Des tags emplis de haine, notamment « qu’il retourne en Afrique ! ». Carlos Martens Bilongo, député LFI insulté par un député RN à l’Assemblée nationale devait participer à cette réunion publique. En octobre dernier, l’extrême droite s’est déchainée dans plusieurs villes du pays. Des violences, menaces verbales et physiques ont eu lieu à Lyon, Rennes, Strasbourg, Paris, Metz, Perpignan. « Immigrés assassins ! », pouvait-on entendre dans leurs manifestations nauséabondes.

L’accession de 89 députés Rassemblement National (RN) à l’Assemblée nationale, couplée au quasi-silence de la minorité présidentielle sur la montée de la violence d’extrême droite, ses votes communs avec le RN pour défendre le capital contre le travail, une normalisation du RN, ex-FN, fondé par un ancien Waffen-SS… L’explosion des attaques fascistes est le résultat d’un contexte politique précis.

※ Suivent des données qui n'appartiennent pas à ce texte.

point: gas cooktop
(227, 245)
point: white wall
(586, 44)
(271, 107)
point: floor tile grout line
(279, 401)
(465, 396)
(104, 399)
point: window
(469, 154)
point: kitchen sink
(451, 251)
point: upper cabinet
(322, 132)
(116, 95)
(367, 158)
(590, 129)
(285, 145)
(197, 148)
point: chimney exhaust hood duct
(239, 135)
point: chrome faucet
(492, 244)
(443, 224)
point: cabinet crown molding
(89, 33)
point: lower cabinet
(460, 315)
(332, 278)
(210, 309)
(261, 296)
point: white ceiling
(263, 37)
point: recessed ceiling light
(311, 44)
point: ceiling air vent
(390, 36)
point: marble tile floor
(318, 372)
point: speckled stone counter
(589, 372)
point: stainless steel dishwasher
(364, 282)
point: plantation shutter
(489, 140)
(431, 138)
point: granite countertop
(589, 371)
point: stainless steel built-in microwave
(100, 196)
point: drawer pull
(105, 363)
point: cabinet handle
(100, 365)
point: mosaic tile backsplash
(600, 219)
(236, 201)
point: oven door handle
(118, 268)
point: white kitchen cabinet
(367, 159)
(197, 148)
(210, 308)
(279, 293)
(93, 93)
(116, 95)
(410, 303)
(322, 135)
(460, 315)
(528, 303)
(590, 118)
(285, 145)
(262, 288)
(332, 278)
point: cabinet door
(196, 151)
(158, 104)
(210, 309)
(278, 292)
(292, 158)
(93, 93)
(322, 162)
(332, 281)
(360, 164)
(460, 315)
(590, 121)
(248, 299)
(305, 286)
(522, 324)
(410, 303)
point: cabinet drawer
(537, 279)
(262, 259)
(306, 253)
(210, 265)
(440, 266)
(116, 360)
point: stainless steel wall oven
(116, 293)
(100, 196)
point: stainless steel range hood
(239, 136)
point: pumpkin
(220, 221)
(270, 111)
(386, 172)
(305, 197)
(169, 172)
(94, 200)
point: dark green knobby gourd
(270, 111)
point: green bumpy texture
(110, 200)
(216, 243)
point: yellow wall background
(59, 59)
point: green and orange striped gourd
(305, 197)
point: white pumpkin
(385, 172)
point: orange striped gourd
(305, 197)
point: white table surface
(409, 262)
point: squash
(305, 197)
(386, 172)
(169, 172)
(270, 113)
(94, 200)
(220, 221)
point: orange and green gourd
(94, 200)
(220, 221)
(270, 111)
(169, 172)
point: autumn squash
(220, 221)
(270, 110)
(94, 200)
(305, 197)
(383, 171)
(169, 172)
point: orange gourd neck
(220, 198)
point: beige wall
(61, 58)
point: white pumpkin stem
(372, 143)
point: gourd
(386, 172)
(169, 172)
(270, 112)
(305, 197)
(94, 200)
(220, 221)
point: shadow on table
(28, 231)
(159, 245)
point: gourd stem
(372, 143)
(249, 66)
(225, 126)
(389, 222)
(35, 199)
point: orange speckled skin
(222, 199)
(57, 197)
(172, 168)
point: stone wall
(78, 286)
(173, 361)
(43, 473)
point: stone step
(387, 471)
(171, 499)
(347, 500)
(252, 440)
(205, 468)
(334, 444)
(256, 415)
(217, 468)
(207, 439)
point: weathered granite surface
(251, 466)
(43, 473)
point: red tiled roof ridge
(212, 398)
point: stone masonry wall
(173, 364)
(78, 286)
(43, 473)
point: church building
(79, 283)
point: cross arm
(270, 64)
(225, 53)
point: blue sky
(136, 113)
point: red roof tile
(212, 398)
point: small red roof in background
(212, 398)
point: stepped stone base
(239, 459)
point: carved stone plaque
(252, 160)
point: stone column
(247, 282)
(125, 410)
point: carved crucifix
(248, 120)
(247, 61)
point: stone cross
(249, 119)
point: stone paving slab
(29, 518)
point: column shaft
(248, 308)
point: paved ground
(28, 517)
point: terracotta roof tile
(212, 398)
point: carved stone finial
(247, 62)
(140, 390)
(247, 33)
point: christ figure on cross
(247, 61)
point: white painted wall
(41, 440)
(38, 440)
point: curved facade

Concernant plus précisément le match d’hier soir, cela faisait quelques jours que les éditorialistes d’extrême droite chauffent à blanc les esprits. CNEWS était, comme souvent, en roue libre en parlant de cette demi-finale historique. Florilège : Ils ne se considèrent plus comme Français », « le symbole de la conquête par excellence », « un fond de revanche coloniale », « remplacement populationnel », « conquête de l’espace public », « pré guerre civile », « il y en a marre de ces intifadas ». Difficile de croire que cette rhétorique n’aurait pas un tant soit peu remonté à bloc certains fachos prêts à en découdre. La situation est grave. L’extrême-droite est, plus que jamais, un danger pour la République.